|MARTINEZ, A - Crilar-Conicet: Regional Research Centre La Rioja|
Submitted to: Symposium on Gut Health in Production of Food Animals
Publication Type: Abstract Only
Publication Acceptance Date: 9/20/2016
Publication Date: N/A
Technical Abstract: Activation of pathogen-sensing mechanisms in intestinal cells initiate the generation of pathway effectors that perturb normal nutritional enterocyte (ETC) functions. Among the conserved pathway mediator molecules generated are nitric oxide (NO) and superoxide anion (SOA) which are known to interact forming ONOO- and ONO2CO2- , each of which can form 3'-nitrotyrosine proteins (NTp). Nitrotyrosine proteins are associated with significant inhibition of protein function, apoptosis and cell death.

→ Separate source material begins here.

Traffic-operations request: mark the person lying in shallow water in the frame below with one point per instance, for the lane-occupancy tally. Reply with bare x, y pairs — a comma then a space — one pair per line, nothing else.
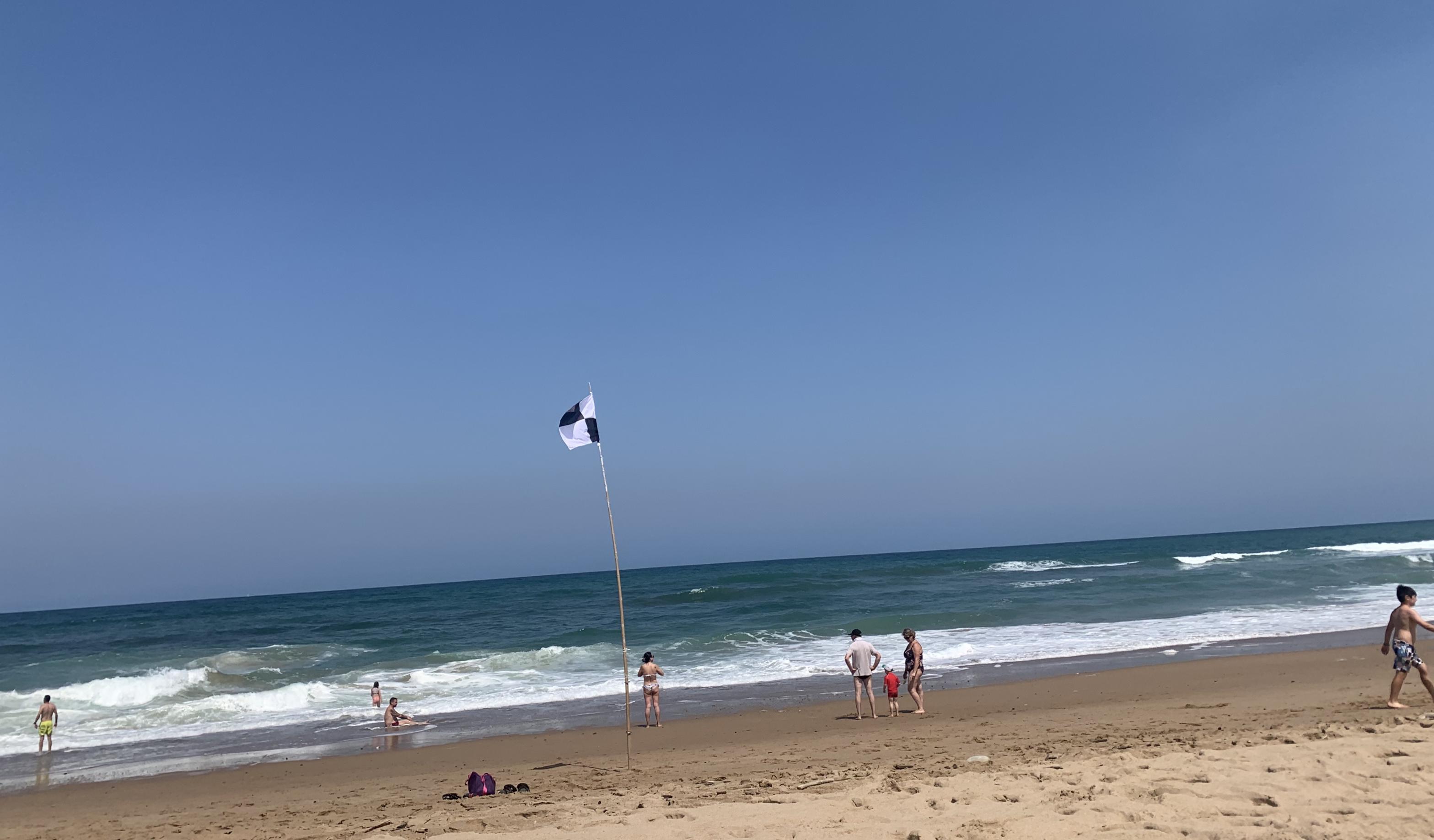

We undertook the present study to establish the temporal dynamics of potential nitration reactions in the ETCs of broiler chickens in response to infection with Eimeria acervulina. Ross Heritage broilers (n=4/time point) were either maintained as non-infected (NI) or infected with 3 x 105 E. acervulina oocysts per bird. Duodenal tissue was harvested on days (D) 0, 1, 3, 6, 7 and 10 post-infection (PI) and fixed, embedded, and sectioned for analysis by quantitative immunohistochemistry with antibodies specific to NTp and the enzymes xanthine oxidase (XO, SOA generator) and inducible nitric oxide synthase (iNOS, NO generator). Photomicrographs were analyzed for specific pixel quantification using Media Cybernetics Image-Pro 9.2. Accumulation/content of the respective antigenic epitopes was specified by outlining and capturing areas of interest (AOIs) representative of ETCs. Data were statistically analyzed using a mixed models procedure in SAS. NTp, iNOS and XO increases were evident in intestinal villi as early one day PI (P<0.05 v NI) and specific to enterocytes (P<0.02). The increases in NTp, iNOS, and XO (number of positive cells and pixel content/cell) occurred in a defined pattern, significant by villus location for day of infection, initiating in the distal villus region progressing down into the proximal villus, and further into the crypts largely mirroring the presence of Eimeria down the villus. Two NT patterns were observed in ETCs: a generalized increase (3-fold > NI) and the 8-fold higher levels associated with cells harboring nitrated parasites. The data suggest that the ETC NT response may mediate some of the cytotoxic processes that limit the progress of Eimeria infection.